= Lupicinus (comes per Thracias) =

Roman army officer

Lupicinus ( 368–377) was a Roman army officer in late antiquity who served under the emperors Valentinian I and Valens. He distinguished himself in the schola Gentilium fighting the Alemanni in 368. He was serving as a military tribune in Pannonia in 376.

Lupicinus was serving as the commander of Roman troops in the diocese of Thrace (comes rei militaris per Thracias) in c. 377 during the events which resulted in the Gothic War. There he oversaw the settlement of the Goths within the empire along the Lower Danube, after which, he and the dux Maximus foolishly proceeded to extort and starve them.
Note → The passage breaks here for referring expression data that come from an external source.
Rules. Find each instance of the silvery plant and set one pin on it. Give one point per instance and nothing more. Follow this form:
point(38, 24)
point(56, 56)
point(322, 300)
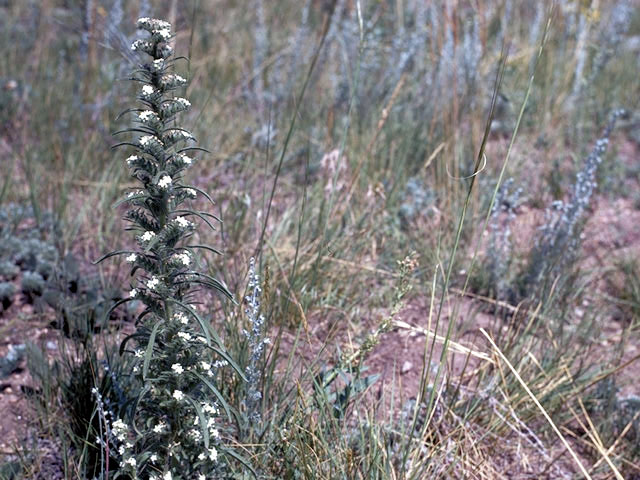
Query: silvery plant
point(176, 426)
point(557, 244)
At one point, they slaughtered dogs and offered them to the starving tribes at the price of one boy to be sold into slavery for one dog. Famished and humiliated, the Goths broke into an open revolt that led to the Gothic War of 376 and the catastrophic Battle of Adrianople in which the emperor Valens was killed.

After orchestrating a failed assassination attempt of the Gothic leaders while ostensibly meeting with them to discuss a peace, Lupicinus led his troops into a total defeat at the Battle of Marcianople. It was said that Lupicinus' actions in the battle were both foolish and cowardly. He was apparently superseded by new commanders in 377. It is unknown if Lupicinus was cashiered, executed or killed in subsequent battles. His actions directly and dynamically showed that the Roman Empire was declining.

According to Epiphanius of Salamis, when the heretical sect known as the Massalians was condemned to death, Lupicinus was tasked with executing its members. Their deaths reportedly gave rise to a new sect, the Martyrians, who venerated them as martyrs.